1957 – An Irish Republican Army (IRA) unit attacks Brookeborough RUC barracks in one of the most famous incidents of the IRA’s Operation Harvest.

The Border Campaign (12 December 1956 – 26 February 1962) was a campaign of guerrilla warfare (codenamed Operation Harvest) carried out by the Irish Republican Army (IRA) against targets in Northern Ireland, with the aim of overthrowing that state and creating a united Ireland. Popularly referred to as the Border Campaign, it was also referred to as the “Resistance Campaign” by some republican activists. The campaign was a military failure, but for some of its members, the campaign was justified as it had kept the IRA engaged for another generation. This was the third republican campaign against Northern Ireland. The first took place during the Irish War of Independence, the second took place during 1942-1944, and the fourth took place during 1969-1997.


Seán South (Seán Sabhat; 1928 – 1 January 1957) was a member of an IRA military column led by Sean Garland on a raid against a Royal Ulster Constabulary barracks in Brookeborough, County Fermanagh on New Year’s Day, 1957. South died of wounds sustained during the raid along with another volunteer, Fergal O’Hanlon.

Early life:

Seán South was born in Limerick where he was educated at Sexton Street Christian Brothers School, later working as a clerk in a local wood-importing company. South was a member of a number of organisations including the Gaelic League, Legion of Mary, Clann na Poblachta and Sinn Féin. In Limerick he founded the local branch of Maria Duce, a radical Catholic organisation, where he also edited both An Gath and An Giolla. He had received military training as a lieutenant of the Irish army reserve, the LDF which would later become the FCA (An Fórsa Cosanta Áitiúil or Local Defence Force), before he became a volunteer in the Irish Republican Army.

South was a dedicated Catholic, being a member of An Réalt (the Irish-speaking chapter of the Legion of Mary). He was also a member of the Knights of Columbanus. Though it is often claimed (notably by his biographer, Mainchín Seoighe) that he was a member of the fascist party Ailtirí na hAiséirighe, no evidence exists to support this assertion.


On New Year’s Day 1957, fourteen IRA volunteers crossed the border into County Fermanagh to launch an attack on a joint RUC/B Specials barracks in Brookeborough. During the attack a number of volunteers were injured: two fatally. Fergal O’Hanlon and Seán South died of their wounds as they were making escape. The two dead Volunteers were carried into an old sandstone barn by their comrades which was later demolished by a British army jeep. The stone from the barn was later used to build a memorial at the site to the volunteers.


The attack on the barracks inspired two popular rebel songs: ‘Seán South of Garryowen’ and ‘The Patriot Game ‘.

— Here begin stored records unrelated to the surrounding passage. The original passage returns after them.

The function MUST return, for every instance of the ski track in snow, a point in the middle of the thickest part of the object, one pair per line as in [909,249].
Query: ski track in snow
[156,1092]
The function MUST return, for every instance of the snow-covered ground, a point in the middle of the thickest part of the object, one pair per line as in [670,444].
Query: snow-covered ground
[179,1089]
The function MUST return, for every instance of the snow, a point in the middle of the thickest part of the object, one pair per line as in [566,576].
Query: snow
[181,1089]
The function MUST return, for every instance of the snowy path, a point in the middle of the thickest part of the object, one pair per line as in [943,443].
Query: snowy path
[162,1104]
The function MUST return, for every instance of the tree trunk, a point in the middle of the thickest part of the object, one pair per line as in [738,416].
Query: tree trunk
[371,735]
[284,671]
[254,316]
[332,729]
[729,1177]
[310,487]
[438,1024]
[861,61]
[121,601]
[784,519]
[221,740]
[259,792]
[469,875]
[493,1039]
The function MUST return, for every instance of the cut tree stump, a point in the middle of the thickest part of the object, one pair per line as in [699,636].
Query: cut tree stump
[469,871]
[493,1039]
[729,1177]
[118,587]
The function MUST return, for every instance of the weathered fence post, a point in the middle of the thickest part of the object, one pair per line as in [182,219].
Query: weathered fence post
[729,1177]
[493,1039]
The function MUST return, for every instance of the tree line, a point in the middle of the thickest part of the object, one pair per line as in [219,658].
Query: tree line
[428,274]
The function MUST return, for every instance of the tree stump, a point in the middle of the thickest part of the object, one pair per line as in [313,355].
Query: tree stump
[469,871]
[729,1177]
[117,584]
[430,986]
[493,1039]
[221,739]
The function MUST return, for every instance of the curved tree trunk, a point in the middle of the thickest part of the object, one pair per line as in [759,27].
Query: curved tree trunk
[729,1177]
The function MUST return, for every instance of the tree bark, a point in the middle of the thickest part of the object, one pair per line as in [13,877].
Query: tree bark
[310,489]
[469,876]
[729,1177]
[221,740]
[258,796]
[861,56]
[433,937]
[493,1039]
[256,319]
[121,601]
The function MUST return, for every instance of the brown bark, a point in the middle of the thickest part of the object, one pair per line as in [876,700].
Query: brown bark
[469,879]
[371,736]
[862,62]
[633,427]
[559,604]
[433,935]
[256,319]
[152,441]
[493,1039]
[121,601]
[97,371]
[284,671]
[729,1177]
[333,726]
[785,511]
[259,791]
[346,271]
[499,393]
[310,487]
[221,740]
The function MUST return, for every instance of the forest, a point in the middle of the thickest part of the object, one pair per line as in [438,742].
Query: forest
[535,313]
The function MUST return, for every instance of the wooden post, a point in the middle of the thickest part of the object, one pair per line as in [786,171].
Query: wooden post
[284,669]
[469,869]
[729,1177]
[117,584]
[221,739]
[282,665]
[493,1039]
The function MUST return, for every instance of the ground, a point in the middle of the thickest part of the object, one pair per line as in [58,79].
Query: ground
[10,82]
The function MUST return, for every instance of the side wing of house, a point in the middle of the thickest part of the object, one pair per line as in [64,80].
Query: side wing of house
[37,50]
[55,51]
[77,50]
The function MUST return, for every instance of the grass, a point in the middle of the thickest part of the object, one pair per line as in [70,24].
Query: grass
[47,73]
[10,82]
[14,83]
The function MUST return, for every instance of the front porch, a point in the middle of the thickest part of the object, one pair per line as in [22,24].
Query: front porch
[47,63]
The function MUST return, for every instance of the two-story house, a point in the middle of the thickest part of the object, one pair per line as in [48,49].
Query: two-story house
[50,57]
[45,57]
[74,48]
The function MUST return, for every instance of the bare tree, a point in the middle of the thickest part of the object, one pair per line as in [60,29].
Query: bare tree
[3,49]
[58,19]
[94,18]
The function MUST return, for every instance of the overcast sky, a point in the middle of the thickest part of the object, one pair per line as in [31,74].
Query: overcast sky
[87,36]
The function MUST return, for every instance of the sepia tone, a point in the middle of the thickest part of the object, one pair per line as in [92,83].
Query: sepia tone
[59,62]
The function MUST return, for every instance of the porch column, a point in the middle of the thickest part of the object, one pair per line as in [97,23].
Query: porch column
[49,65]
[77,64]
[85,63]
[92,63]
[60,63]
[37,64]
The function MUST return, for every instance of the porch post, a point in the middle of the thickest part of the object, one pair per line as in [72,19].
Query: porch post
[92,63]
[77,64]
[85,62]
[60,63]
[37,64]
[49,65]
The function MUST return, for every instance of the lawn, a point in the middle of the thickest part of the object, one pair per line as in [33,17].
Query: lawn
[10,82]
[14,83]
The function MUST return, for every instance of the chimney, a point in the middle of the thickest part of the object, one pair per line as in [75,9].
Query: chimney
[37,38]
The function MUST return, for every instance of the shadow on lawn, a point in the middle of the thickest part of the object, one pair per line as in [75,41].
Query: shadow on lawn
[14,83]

“Sean South”, also known as “Sean South of Garryowen”, written by Sean Costelloe, County Limerick to the tune of another republican ballad “Roddy McCorley” and made famous by the Wolfe Tones. The popularity of this song has led to the misconception that South was from Garryowen, a suburb in Limerick city. In fact, this was used in context of Limerick. South was actually from 47 Henry Street in Limerick.

Dominic Behan’s 1961 song The Patriot Game commemorating the other fatality, Fergal O’Hanlon.


Feargal O’Hanlon (Feargal Ó hAnnluain (b. 2 February 1936, Ballybay, County Monaghan – d. 1 January 1957, Brookeborough, County Fermanagh) was a mem-ber/volunteer in the Pearse Column of the Irish Republican Army.

A keen Irish language activist from a staunchly republican family, Feargal O’Hanlon was a draughtsman employed by Monaghan County Council, and was a Gaelic footballer.

Aged 20, he was killed along with Seán South while taking part in an attack on the Royal Ulster Constabulary barracks in Brookeborough, County Fermanagh during the Border Campaign. Several other IRA members were wounded in the botched attack. The IRA fled the scene in a dump truck. They abandoned it near the border. They left South and O’Hanlon, both then unconscious, in a cow byre, and crossed into the Republic of Ireland on foot for help for their comrades. The wounded IRA men were treated as “car crash victims” by sympathetic staff in the Mater Misericordiae Hospital in Dublin

O’Hanlon’s mother remained firmly committed to the IRA and was hurt by the suggestion that there was an alternative to IRA activity or that her son was anything other than an Irish hero.

A marble monument now stands at the spot where South and O’Hanlon lost their lives. An annual lecture has been held in memory of O’Hanlon since 1982, and approximately 500 people attended a 50th commemoration of the men’s deaths in January 2007 in Limerick.

A fictionalized O’Hanlon is the narrator of Dominic Behan’s ballad, “The Patriot Game”.

His sister Pádraigín Uí Mhurchadha is now a Sinn Féin Councillor on Monaghan Urban Council.